Investigation of in-liquid ordering mediated transformations in Al-Sc via ab initio molecular dynamics and unsupervised learning

Scandium is well known to produce grain refinement in Al-based alloys, and its potency is generally attributed to intermetallic Al3Sc formation within liquid phase. However, the influence of Sc atoms and Al3Sc on the local structure of the surrounding melt, and subsequent nucleation remains unclear. Towards that end, we have probed structural changes in three bulk compositions, i.e., Al-xSc (x = 0, 0.4, 1.0 at.%), and near liquid-Al/Al3Sc interfacial regions using ab initio molecular dynamics. In-liquid ordering was determined using unsupervised learning techniques, i.e., structural fingerprinting, dimensionality reduction, and cluster analysis. Sc atoms ordered the surrounding liquid Al atoms by forming Sc-centered polyhedrons, while liquid-Al/Al3Sc interface manifested planar ordering that resembled {100}(fcc)-(Al). Both structures were geometrically persistent but constitutionally transient, i.e., they exchanged Al atoms with the surrounding liquid.
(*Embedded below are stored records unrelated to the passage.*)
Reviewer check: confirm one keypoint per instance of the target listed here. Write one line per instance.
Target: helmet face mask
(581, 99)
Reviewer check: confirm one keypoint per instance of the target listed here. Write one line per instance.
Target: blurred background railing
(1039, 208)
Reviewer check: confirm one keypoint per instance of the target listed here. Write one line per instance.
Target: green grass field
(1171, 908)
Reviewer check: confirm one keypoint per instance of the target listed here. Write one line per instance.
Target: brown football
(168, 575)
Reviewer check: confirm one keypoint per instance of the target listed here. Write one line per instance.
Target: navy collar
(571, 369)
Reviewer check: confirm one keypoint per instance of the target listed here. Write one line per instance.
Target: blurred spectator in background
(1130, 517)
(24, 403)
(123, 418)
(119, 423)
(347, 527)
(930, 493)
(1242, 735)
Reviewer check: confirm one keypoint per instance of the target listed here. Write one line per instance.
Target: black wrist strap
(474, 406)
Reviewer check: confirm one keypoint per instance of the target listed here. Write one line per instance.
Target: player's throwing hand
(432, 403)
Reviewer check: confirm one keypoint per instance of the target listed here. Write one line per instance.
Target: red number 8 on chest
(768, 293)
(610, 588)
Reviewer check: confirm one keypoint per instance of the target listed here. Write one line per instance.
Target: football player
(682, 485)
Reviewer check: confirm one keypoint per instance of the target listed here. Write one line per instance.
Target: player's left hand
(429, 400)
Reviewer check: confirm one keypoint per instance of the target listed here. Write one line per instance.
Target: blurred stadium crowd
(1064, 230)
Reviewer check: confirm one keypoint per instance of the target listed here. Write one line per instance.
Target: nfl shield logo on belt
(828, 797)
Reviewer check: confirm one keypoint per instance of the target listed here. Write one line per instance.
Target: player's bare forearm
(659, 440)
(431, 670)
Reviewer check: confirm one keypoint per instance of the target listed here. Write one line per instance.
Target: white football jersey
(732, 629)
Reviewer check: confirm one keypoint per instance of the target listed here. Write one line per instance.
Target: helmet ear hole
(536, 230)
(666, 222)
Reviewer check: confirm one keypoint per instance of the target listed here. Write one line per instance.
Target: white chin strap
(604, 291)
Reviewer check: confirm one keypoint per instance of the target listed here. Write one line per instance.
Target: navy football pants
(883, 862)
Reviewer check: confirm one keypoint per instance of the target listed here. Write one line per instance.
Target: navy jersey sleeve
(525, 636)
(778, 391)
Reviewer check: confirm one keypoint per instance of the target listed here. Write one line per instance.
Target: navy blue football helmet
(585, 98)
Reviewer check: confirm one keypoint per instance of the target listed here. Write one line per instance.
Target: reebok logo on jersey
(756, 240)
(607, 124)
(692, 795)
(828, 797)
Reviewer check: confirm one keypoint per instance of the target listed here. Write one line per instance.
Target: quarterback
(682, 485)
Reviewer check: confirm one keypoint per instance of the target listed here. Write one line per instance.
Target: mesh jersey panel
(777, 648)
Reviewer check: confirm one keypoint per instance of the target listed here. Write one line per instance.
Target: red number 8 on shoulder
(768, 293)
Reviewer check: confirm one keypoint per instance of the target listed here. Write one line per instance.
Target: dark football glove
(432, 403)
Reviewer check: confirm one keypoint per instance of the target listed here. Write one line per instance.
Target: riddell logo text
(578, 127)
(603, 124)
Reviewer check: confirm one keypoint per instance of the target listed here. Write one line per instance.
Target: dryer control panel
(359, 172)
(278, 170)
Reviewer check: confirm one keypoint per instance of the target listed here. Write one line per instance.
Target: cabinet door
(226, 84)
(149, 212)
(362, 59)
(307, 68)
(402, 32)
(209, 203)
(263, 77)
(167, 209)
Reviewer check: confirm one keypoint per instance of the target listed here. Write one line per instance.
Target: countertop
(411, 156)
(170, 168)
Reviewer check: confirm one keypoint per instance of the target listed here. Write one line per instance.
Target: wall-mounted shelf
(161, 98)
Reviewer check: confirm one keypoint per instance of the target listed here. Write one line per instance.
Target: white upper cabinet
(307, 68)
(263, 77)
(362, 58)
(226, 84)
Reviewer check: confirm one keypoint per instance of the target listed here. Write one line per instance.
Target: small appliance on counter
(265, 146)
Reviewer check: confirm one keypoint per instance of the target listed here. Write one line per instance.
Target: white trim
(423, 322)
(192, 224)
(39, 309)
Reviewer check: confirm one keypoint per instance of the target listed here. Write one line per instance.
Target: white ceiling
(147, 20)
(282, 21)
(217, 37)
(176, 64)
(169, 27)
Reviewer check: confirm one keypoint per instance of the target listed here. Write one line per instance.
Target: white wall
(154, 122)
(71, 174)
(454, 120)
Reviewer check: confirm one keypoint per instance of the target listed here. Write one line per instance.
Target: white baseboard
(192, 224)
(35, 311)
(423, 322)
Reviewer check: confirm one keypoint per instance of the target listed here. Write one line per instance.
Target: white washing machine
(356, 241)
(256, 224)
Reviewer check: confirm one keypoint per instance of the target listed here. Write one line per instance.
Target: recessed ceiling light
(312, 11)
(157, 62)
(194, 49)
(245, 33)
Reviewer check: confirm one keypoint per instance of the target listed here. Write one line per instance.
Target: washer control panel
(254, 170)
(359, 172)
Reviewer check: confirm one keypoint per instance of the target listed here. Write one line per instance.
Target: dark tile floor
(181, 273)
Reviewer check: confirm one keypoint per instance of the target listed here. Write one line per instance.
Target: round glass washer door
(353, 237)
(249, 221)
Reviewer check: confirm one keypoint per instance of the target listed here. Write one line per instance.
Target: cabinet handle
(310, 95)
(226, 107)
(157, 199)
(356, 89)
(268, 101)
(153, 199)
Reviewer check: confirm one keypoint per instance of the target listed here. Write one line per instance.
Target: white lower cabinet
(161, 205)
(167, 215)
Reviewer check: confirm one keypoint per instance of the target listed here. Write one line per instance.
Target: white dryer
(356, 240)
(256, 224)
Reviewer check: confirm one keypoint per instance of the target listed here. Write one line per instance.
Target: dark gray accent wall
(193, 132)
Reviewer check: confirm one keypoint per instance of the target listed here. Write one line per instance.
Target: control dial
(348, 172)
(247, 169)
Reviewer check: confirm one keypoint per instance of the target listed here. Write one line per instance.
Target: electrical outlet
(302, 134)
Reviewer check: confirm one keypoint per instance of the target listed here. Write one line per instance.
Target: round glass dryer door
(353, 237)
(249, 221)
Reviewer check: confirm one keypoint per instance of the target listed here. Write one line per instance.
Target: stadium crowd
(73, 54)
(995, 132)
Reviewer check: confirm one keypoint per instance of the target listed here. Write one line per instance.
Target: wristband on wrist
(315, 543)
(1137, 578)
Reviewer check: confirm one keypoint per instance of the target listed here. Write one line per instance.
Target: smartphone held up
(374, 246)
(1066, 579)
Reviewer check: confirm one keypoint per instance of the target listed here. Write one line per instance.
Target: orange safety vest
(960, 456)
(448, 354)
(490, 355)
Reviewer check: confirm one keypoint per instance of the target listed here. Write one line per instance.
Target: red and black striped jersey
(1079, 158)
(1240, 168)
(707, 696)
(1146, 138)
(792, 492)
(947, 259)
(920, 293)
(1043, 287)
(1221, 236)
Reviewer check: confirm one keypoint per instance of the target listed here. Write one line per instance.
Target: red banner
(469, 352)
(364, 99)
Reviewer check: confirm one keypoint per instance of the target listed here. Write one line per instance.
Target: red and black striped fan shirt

This behavior was rationalized on the basis of their mixed metallic and covalent bond character. At a lower temperature, {100}(fcc-Al) interfacial planes heteroepitaxially nucleated equilibrium fcc-Al, while Sc-centered polyhedrons sequentially formed metastable hcp- and fcc-Al. Using our simulations and extant experimental reports, we postulate two transformation pathways during Al-Sc solidification: (i) Sc-centered polyhedrons -> Al3Sc -> liquid-Al/lAl(3)Sc interfacial ordering -> fcc-Al; and (ii) Sc-centered polyhedrons -> hcp-Al -> bcc-Al -> fcc-Al. The two in-liquid ordered structures provide an atomistic basis for the potency of Sc element, and, also, serve as possible structural metrics for designing novel Al-based alloys.